I think it is necessary whenever purchasing travel guides to be willing to take extensive notes. I try to incorporate changes and inaccuracies as they are encountered into my word-processed itinerary. But guide books are there with us when we are looking for sushi restaurants and hotels with softbeds, so it makes perfect sense that as we bite into tuna rolls and climb narrow staircases, we can pause for a second to jot something in our guide ("tasty!" or "no elevator!" or whatever is appropriate). We owe it to ourselves to make these emendations, and to whoever may ever borrow a guide book from us or ask for our opinion on a travel destination.

And finally, the place where I know writing to be most crucial is in using cookbooks. However accurate cooks and chefs try to be in writing down recipes, there are always things that need to be changed, or things that are implicit to them that need to be made explicit to me. So I am constantly writing each time after I make a recipe, to remind myself that the amount of sugar was woefully low in a brownie recipe, or that paella will never cook at a 200 degree temperature in my oven. I could decide to not write anything, but chances are that if, after making what I judge to be the proper change to make the recipe work, I enjoy the results, I am going to want to make the recipe again. And there's no guarantee that, a year after baking cornish hens for the first time, I will remember how to make the dressing so that it is not too mushy. So I better write my own changes down.
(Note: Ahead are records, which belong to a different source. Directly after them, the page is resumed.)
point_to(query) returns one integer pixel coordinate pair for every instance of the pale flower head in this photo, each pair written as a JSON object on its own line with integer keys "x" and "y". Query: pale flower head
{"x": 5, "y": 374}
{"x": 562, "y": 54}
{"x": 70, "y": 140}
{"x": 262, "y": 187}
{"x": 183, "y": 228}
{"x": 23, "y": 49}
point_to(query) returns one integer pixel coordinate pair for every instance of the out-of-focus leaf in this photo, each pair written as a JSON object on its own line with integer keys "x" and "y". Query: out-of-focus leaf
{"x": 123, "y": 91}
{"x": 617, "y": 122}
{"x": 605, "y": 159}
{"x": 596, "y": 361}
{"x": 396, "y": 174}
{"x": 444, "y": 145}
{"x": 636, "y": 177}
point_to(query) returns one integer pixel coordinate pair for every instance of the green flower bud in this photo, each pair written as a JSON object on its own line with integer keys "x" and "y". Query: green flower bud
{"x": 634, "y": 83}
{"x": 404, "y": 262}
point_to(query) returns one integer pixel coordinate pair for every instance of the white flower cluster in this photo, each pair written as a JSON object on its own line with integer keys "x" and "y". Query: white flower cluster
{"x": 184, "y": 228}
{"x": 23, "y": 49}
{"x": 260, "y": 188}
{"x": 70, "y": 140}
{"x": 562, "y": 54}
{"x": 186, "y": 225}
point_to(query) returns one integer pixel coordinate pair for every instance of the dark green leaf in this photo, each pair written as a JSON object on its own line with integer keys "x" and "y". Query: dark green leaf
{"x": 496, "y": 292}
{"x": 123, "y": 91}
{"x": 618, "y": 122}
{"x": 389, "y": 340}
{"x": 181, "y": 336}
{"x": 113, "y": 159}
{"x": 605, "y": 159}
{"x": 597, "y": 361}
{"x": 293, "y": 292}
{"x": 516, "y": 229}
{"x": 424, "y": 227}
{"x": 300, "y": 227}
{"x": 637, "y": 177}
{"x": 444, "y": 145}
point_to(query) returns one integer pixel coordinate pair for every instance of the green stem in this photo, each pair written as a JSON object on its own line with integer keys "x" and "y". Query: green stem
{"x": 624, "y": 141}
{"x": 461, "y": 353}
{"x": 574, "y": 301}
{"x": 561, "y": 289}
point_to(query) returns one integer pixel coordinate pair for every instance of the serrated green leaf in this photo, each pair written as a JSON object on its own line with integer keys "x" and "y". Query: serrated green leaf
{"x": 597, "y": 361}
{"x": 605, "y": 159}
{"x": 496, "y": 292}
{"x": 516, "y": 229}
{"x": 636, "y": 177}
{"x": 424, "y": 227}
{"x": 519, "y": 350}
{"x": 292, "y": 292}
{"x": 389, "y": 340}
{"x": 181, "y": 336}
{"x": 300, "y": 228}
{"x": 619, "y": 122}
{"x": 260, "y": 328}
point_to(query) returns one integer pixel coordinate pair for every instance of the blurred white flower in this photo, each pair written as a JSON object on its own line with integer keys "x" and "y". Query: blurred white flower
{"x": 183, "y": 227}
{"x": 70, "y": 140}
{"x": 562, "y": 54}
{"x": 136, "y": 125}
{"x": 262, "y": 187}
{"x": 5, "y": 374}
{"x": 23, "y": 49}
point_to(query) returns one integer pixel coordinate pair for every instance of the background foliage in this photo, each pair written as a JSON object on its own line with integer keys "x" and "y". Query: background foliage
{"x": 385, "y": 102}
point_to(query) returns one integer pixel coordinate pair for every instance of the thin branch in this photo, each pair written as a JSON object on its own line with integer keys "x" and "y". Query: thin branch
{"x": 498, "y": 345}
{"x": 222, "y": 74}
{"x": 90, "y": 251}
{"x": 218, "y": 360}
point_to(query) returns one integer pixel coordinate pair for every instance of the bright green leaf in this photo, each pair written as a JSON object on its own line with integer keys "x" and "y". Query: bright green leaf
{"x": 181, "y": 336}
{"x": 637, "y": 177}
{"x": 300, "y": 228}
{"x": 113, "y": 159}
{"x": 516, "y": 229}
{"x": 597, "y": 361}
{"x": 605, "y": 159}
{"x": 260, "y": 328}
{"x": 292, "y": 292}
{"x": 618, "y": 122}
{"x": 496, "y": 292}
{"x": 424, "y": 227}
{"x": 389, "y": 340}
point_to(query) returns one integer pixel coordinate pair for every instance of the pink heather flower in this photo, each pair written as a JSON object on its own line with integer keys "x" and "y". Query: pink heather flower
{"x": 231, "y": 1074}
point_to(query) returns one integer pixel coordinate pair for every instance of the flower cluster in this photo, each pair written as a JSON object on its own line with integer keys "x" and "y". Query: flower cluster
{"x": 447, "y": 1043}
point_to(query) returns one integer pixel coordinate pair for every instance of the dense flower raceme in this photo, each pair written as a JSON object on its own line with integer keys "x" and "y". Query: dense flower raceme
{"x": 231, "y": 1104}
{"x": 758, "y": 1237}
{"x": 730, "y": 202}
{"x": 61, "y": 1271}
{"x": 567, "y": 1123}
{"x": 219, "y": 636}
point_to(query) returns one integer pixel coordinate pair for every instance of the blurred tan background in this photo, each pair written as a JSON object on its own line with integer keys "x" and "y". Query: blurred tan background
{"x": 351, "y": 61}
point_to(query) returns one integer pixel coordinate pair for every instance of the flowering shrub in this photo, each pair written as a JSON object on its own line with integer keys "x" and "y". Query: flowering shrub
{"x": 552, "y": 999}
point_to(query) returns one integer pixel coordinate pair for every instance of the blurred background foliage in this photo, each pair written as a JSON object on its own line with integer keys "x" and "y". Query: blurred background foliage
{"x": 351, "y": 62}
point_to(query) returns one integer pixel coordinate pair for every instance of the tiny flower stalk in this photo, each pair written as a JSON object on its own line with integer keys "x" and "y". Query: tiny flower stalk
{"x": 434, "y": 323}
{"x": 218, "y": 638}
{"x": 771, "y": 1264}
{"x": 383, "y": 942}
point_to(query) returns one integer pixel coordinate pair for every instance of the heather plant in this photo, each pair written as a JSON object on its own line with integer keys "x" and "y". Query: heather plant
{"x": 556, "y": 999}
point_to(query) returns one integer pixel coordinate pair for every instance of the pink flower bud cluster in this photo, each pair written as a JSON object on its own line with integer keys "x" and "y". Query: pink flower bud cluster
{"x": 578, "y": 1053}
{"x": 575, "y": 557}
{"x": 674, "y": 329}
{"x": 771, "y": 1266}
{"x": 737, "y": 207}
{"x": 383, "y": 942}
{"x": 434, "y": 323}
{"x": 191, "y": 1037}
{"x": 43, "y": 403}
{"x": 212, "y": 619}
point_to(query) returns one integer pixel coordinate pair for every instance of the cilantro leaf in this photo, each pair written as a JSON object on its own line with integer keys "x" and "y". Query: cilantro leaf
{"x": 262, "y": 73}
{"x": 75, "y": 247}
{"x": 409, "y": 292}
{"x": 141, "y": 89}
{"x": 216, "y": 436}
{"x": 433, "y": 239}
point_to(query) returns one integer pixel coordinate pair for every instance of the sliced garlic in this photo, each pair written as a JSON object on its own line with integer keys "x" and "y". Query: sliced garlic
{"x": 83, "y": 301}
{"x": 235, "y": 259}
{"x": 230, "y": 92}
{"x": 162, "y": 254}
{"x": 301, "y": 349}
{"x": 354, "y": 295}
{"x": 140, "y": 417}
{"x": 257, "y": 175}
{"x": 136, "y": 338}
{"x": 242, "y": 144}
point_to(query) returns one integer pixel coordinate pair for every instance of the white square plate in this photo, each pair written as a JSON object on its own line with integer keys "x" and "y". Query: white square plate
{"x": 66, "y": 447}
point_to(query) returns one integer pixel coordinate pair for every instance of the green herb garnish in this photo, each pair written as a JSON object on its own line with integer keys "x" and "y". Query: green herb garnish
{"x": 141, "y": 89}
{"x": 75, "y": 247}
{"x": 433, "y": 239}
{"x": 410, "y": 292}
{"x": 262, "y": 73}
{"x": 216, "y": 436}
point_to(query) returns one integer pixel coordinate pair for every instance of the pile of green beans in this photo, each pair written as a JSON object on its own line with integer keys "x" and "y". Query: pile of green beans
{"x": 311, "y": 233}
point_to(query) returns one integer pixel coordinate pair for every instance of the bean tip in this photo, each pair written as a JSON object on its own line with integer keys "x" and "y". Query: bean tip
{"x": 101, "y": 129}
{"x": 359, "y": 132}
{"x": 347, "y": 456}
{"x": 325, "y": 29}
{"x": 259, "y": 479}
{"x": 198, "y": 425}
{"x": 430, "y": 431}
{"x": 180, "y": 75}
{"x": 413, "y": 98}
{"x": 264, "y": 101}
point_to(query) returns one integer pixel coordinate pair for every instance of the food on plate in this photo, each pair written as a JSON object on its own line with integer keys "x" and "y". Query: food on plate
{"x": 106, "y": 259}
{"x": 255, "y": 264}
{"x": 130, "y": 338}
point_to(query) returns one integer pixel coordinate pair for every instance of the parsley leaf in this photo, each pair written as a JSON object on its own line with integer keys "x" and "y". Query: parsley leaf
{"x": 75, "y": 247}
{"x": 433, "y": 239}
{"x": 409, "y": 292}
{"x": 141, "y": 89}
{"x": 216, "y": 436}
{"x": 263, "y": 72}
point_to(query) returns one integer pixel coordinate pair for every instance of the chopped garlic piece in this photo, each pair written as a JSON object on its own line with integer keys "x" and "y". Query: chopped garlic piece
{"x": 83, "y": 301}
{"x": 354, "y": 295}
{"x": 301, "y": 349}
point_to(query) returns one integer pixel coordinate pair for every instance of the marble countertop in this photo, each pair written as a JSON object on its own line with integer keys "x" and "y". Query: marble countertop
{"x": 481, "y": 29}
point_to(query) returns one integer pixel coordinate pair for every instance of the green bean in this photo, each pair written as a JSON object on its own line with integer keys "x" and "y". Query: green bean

So, Hope Ann, I regret to inform you that I will remain an unrepentant margin scribbler. It is part of the process of bringing words to life, that I am compelled to add my own words in order to produce something that is, ultimately, useful to me. However much the author whose work I am spoiling may be a genius, their book has found its way into my hands and into my home, and now it is subject to my needs and whims. But rest assured, I am not ruining anyone's work, just adapting it, making it more useful and I hope, richer.